Shell’s chief financial officer said today that the firm’s UK North Sea division was a “source of inspiration” for the rest of the group.
Jessica Uhl said the unit had delivered the “most impressive improvement” across the group’s upstream business and was making an important contribution to cash flow.
Ms Uhl also said Brexit was not expected to have any negative material impact on Shell thanks to the firm’s ability to “manage risk effectively”.
The Anglo-Dutch major has been reshaping its portfolio in recent years, allowing it to focus on core assets.
Shell sold a package of North Sea assets to Chrysaor for £3 billion last year.
Ms Uhl said there were no further North Sea sales on the horizon, and that the division was still receiving investment.
The firm has made three final investment decisions (FIDs) as operator in the UK continental shelf this year.
It committed to redeveloping the Penguins field in the northern North Sea in January, followed by FIDs on the Fram project in June, and Arran last month.
The company also has a 50% stake in the BP-operated Alligin project, which got the all-clear in April.
Since 2015, UK upstream production is up 25% while operating costs are down 50%.
She was speaking after Shell reported one of its “strongest-ever quarters”.
The company posted third-quarter revenues of £78bn, up 32% year-on-year, while pre-tax profits soared 72% to £7.5bn.
CCS earnings attributable to shareholders, excluding identified items, rose by almost 40% to £4.3bn.
Oil and gas production slipped 2% to 3.59 million barrels of oil equivalent per day.
The company is in the process of buying back at least £19bn worth of shares before the end of the decade.
When crude prices were low, Shell paid dividends in the form of additional shares, rather than cash.
But in November 2017, Shell said it would cancel its scrip dividend programme from the fourth quarter of 2017.
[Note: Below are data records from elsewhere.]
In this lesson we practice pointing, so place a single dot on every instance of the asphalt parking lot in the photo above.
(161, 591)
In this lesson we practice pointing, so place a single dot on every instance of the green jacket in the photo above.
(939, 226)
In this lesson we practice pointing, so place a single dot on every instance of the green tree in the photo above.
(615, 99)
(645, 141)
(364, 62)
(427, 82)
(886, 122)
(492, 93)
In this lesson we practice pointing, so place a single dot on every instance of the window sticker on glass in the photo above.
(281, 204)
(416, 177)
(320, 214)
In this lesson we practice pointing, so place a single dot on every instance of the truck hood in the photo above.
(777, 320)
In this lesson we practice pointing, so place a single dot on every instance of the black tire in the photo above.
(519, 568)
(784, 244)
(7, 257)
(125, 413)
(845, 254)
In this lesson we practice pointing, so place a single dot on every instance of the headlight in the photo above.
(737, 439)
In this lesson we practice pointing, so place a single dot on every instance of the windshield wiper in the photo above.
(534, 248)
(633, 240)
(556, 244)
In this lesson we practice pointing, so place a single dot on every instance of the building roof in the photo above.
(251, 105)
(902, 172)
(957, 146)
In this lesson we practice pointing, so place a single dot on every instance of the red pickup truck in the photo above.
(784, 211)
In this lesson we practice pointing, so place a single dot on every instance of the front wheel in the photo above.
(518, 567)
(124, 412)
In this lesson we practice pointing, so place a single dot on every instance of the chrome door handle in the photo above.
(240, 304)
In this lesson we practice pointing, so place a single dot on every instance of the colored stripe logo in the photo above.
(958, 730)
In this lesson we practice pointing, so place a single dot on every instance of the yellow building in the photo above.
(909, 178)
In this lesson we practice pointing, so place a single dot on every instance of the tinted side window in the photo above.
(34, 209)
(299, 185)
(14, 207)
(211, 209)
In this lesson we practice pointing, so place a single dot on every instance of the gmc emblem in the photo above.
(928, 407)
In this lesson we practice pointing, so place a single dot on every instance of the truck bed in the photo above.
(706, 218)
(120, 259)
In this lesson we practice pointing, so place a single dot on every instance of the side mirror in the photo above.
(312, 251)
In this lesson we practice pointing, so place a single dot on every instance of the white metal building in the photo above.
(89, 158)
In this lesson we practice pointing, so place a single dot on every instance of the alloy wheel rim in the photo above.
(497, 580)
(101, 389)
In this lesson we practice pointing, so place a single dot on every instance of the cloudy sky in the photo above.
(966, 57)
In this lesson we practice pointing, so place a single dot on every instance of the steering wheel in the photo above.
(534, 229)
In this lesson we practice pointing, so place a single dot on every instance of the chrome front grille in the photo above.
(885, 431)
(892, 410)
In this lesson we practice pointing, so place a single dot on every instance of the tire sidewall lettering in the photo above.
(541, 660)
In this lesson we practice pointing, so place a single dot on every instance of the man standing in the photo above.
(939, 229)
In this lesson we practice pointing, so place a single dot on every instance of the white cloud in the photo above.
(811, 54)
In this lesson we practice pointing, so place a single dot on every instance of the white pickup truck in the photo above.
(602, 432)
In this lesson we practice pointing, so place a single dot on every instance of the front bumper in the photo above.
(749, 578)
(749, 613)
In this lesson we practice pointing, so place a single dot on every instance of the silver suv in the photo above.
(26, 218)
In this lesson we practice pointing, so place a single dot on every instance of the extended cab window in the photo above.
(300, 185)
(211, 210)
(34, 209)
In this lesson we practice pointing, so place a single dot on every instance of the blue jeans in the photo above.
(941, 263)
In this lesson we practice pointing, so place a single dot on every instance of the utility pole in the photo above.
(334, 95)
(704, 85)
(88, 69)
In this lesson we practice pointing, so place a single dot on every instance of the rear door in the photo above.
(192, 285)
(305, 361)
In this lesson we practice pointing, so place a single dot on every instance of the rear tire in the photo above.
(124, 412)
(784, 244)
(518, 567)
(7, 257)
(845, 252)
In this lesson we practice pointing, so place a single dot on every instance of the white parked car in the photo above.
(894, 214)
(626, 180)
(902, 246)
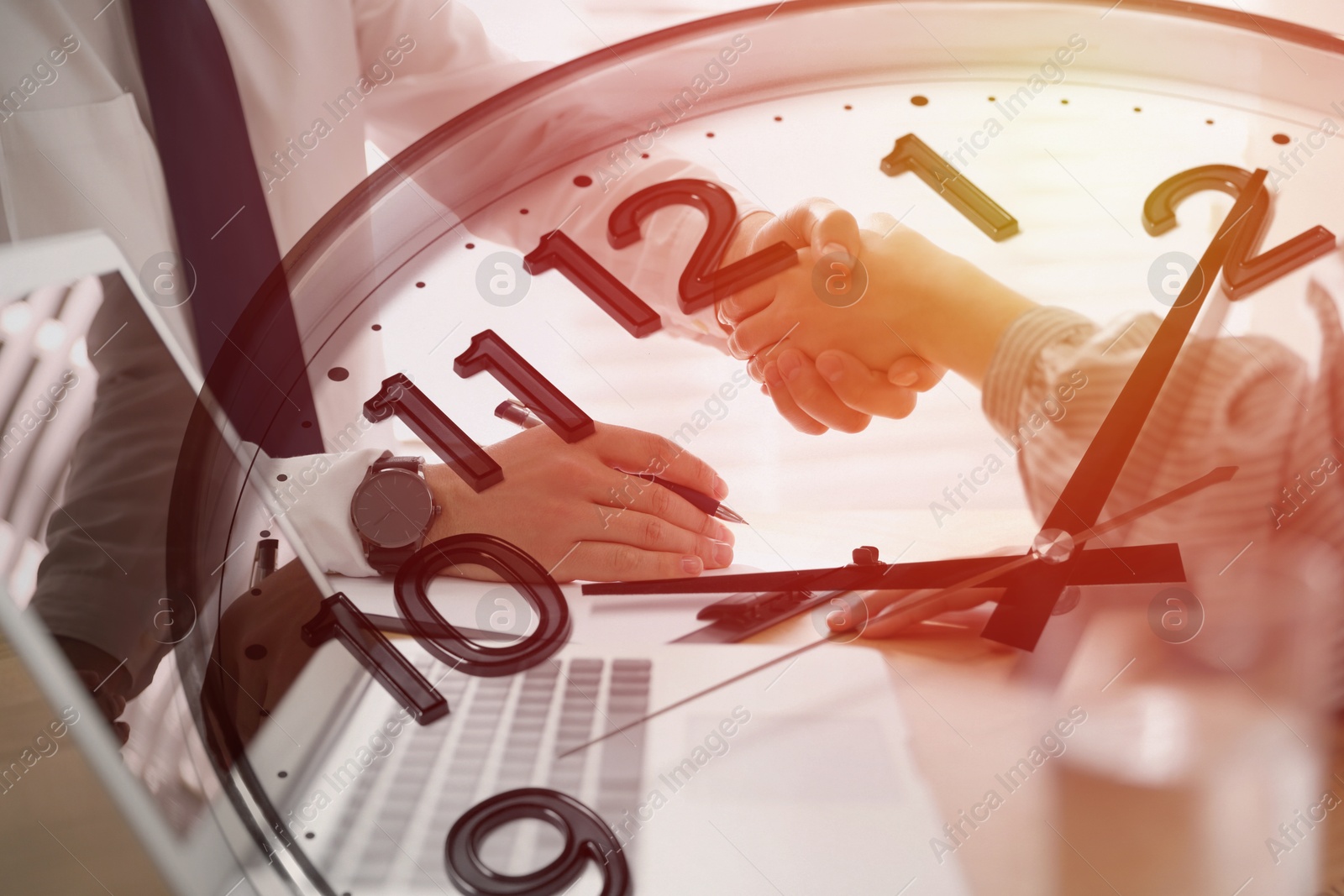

The first tranche of a buyback programme was completed in October, with almost 61m “A” ordinary shares snapped up for a consideration of £1.5bn.
Shell launched the second tranche today, with a maximum aggregate consideration of £1.9bn in the period to January 28, 2019.
Shell also provided an update on its efforts to divest £23.3bn worth of assets from 2016-18 in an effort to strengthen its balance sheet following the takeover of BG Group.
Sales worth £21.7bn have been completed, with £3bn worth of deals signed.